Structure of the C1s tetramer. Top (A) and side (B) views of the C1s tetramer in which two X-shaped dimers are connected via a unique central interface. Arrows indicate the direction of the C1s chains. (C) Side view of the central C1s–C1s interface showing the electrostatic potential. Residues buried by the interaction are labeled and shaded in gray.

Fig. 4.

Structural organization of the C1 complex and the steps leading to activation and substrate recognition. (A) Superposition of the C1s tetramer, the C1s–collagen complex and the catalytic domains of C1s reveals the arrangement of subcomponents at the center of the C1 complex. C1s polypeptides are show in red and blue, the collagen is in gray, and the putative C1r CUB1-EGF-CUB2 fragments are in white. The MASP-1 CUB2-MBL collagen complex (PDB ID code: 3POB) (15) was overlaid onto the CUB2 domains of C1r to position the additional two collagen helices. (B) The catalytic domains of zymogen C1r (PDB ID code: 1GPZ) (18) and active C1r in a putative enzyme-product conformation (PDB ID code: 2QYO) (31) fit between the arms of C1s and can be connected by rotation of the CUB2 domains of C1r.

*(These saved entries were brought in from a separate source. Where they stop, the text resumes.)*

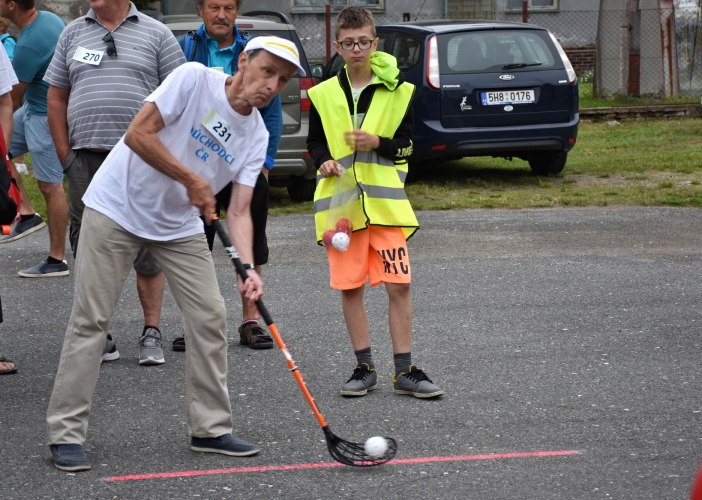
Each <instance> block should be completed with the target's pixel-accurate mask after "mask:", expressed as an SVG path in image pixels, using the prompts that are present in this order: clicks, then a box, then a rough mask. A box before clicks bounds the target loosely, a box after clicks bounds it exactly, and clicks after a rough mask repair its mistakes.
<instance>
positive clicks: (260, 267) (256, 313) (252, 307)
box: [239, 266, 263, 321]
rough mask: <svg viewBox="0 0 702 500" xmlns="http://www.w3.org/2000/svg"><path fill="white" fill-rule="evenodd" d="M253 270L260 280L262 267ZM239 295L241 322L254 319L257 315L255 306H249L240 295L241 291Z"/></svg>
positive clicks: (241, 295)
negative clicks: (241, 314)
mask: <svg viewBox="0 0 702 500" xmlns="http://www.w3.org/2000/svg"><path fill="white" fill-rule="evenodd" d="M254 270H255V271H256V273H257V274H258V275H259V276H261V278H263V274H262V272H263V266H254ZM239 294H240V295H241V312H242V318H243V320H244V321H246V320H247V319H255V318H256V316H257V315H258V311H257V309H256V306H250V305H249V301H248V300H246V298H245V297H244V295H242V294H241V291H240V292H239Z"/></svg>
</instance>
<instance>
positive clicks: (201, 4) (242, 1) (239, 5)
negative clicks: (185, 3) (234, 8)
mask: <svg viewBox="0 0 702 500" xmlns="http://www.w3.org/2000/svg"><path fill="white" fill-rule="evenodd" d="M242 5H244V0H236V11H237V13H238V12H239V10H241V6H242ZM204 7H205V0H195V8H196V9H197V10H198V12H199V11H200V9H202V8H204Z"/></svg>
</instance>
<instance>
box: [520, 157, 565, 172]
mask: <svg viewBox="0 0 702 500" xmlns="http://www.w3.org/2000/svg"><path fill="white" fill-rule="evenodd" d="M567 160H568V152H567V151H544V152H542V153H537V154H536V155H534V156H532V157H531V158H529V166H530V167H531V171H532V172H534V173H535V174H536V175H548V174H558V173H560V172H563V168H564V167H565V164H566V161H567Z"/></svg>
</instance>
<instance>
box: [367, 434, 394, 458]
mask: <svg viewBox="0 0 702 500" xmlns="http://www.w3.org/2000/svg"><path fill="white" fill-rule="evenodd" d="M363 449H364V451H365V452H366V455H369V456H371V457H374V458H378V457H382V456H383V455H385V453H386V452H387V451H388V441H387V439H385V438H384V437H382V436H373V437H372V438H368V439H366V443H365V444H364V445H363Z"/></svg>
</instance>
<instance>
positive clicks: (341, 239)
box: [332, 233, 351, 252]
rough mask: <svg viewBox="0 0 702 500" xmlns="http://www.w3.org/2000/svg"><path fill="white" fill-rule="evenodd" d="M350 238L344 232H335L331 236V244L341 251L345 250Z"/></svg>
mask: <svg viewBox="0 0 702 500" xmlns="http://www.w3.org/2000/svg"><path fill="white" fill-rule="evenodd" d="M350 242H351V238H349V235H348V234H346V233H336V234H335V235H334V237H333V238H332V246H333V247H334V248H336V249H337V250H339V251H341V252H345V251H346V250H347V249H348V248H349V243H350Z"/></svg>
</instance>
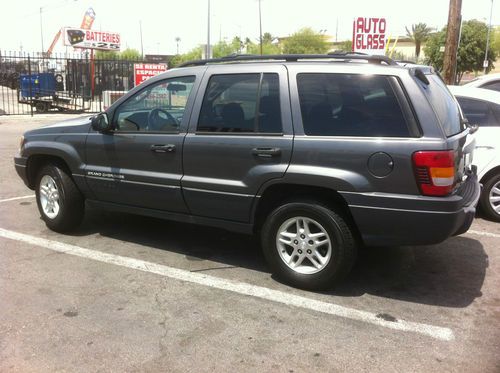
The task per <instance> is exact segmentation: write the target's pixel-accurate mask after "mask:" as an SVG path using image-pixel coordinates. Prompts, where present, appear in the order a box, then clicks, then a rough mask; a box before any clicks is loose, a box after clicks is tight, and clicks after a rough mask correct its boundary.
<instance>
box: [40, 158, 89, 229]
mask: <svg viewBox="0 0 500 373" xmlns="http://www.w3.org/2000/svg"><path fill="white" fill-rule="evenodd" d="M36 202H37V205H38V210H39V211H40V215H41V216H42V219H43V220H44V221H45V224H46V225H47V227H49V228H50V229H52V230H53V231H56V232H66V231H69V230H71V229H74V228H76V227H77V226H78V225H79V224H80V223H81V221H82V218H83V213H84V200H83V197H82V195H81V193H80V191H79V190H78V188H77V187H76V185H75V183H74V182H73V180H72V179H71V177H69V175H68V174H67V173H66V172H65V171H64V170H63V169H62V168H60V167H59V166H56V165H53V164H48V165H45V166H43V167H42V169H41V170H40V172H39V173H38V176H37V179H36Z"/></svg>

The positions of the C1r CUB2 domains together with the resting position (based on the structure of the C1s tetramer) are indicated by the dotted lines. (C) Superposition of the catalytic domains of C1s with the corresponding domains of MASP-2 bound to C4 (PDB ID code: 4FXG) (24) shows that C4 can fit inside the cage-like assembly formed by the collagenous stems of C1q. The stems have been extended to their full length, and the globular domains of C1q (PDB ID code: 1PK6) (32) are positioned on top. The upper part of the front left stem and the globular domain is partially transparent so that the position of C4 (purple) can be seen. (Inset) Schematic representation of the C1 complex with C4 attached bound to antibody molecules on an activating surface.